Bait And Switch

Question to Ask the Workplace Doctors about unfair pay policy:

Interviewed for position and received an offer letter for the position. Resigned from previously held position. Relocated from Texas to Nevada. After starting position, Field Service Engineer, was then informed that the company had what it called usual and customary policy where the first hour of travel and the last hour of travel were not paid. I am considering suing the company for the hours that I have not been paid for as I was not told about this unethical practice until after I accepted the position. This practice is still being performed today with new hires and other engineers are also feeling trapped as we had already resigned from previous positions.

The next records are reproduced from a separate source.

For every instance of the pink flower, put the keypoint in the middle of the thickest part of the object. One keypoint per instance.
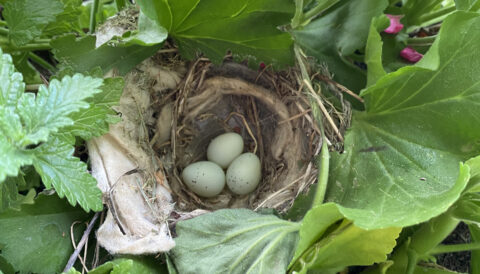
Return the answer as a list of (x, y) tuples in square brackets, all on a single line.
[(395, 25), (411, 55)]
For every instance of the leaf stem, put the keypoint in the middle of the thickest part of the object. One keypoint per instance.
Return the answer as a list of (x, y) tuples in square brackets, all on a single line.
[(42, 62), (455, 248), (321, 7), (322, 174), (93, 16)]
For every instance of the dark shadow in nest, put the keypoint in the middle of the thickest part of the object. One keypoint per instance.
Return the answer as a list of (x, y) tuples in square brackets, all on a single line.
[(266, 109)]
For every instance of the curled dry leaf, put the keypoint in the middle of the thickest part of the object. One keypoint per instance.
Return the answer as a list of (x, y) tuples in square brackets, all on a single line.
[(132, 180)]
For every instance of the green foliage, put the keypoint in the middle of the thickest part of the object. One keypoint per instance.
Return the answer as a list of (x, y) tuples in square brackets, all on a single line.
[(329, 38), (401, 160), (26, 19), (234, 241), (81, 54), (28, 119), (328, 243), (247, 28), (37, 238)]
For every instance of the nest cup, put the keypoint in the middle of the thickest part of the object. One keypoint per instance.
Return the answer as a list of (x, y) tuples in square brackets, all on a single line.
[(265, 108)]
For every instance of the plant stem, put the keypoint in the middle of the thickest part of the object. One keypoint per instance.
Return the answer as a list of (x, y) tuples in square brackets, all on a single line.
[(322, 174), (297, 18), (4, 31), (37, 59), (120, 4), (437, 14), (93, 16), (418, 41), (455, 248), (321, 7)]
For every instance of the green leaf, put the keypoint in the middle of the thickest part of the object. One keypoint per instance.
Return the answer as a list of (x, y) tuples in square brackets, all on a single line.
[(67, 21), (475, 259), (400, 165), (82, 56), (11, 158), (467, 5), (159, 11), (11, 82), (23, 65), (57, 166), (249, 29), (27, 18), (373, 51), (37, 238), (94, 121), (324, 233), (149, 33), (48, 111), (337, 34), (234, 241), (8, 193), (131, 264)]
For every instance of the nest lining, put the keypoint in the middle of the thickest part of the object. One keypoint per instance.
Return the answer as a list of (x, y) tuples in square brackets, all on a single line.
[(265, 108)]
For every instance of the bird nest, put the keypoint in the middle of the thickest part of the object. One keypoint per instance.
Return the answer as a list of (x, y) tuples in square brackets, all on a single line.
[(265, 108)]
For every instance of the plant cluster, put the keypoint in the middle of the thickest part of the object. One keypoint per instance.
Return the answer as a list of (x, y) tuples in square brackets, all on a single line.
[(409, 172)]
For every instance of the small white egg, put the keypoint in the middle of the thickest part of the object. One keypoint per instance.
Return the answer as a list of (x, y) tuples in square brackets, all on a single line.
[(224, 148), (204, 178), (244, 174)]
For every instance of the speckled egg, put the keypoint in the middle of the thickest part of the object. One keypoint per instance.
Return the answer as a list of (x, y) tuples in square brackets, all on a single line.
[(205, 178), (224, 148), (244, 174)]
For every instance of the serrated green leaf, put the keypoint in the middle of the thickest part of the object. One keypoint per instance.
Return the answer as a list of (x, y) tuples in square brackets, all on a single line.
[(48, 111), (11, 82), (82, 56), (37, 238), (339, 33), (400, 165), (57, 166), (11, 158), (324, 233), (27, 18), (249, 29), (94, 121), (234, 241)]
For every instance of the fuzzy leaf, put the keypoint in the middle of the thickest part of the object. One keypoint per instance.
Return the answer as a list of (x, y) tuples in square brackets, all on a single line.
[(27, 18), (94, 121), (67, 21), (57, 166), (11, 158), (339, 33), (401, 160), (82, 56), (48, 111), (234, 241), (37, 238), (11, 82), (247, 28)]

Signed, Short-Changed On Travel

Dear Short-Changed On Travel:

As you should have noted, our site addresses communication-related matters, not legal. If suing is your first choice, you would be wise to consider quietly consulting an attorney to learn if you have a case. I suggest quietly because I’m sure you should consider the consequence of beginning a new job suing an employer and how that might affect your future employment. Righting what is not fair within a company is usually not accomplished via suing; rather it is a matter of making a persuasive case through existing channels and/or by collectively voicing dissatisfaction with a policy.

You assert that “other engineers are also feeling trapped as we had already resigned from previous positions.” So this practice has become a topic of discussion. Your challenge now is to not make this a festering sore, but to determine what, where and how to voice a request of review of it. You have labeled this practice as bait and switch. Such an interpretation implies you see those who hire and formulated this policy as evil. Such an interpretation pits them against you. Is that a healthy way to see it? Working together with hands, head, and heart takes and makes big WEGOS is my closing way of suggesting that working entails keeping communication channels open and focused on the big picture. Therefore, while voicing your concerns about compensation, wouldn’t it be best received if what you want is couched in terms of “We” and the good of your company?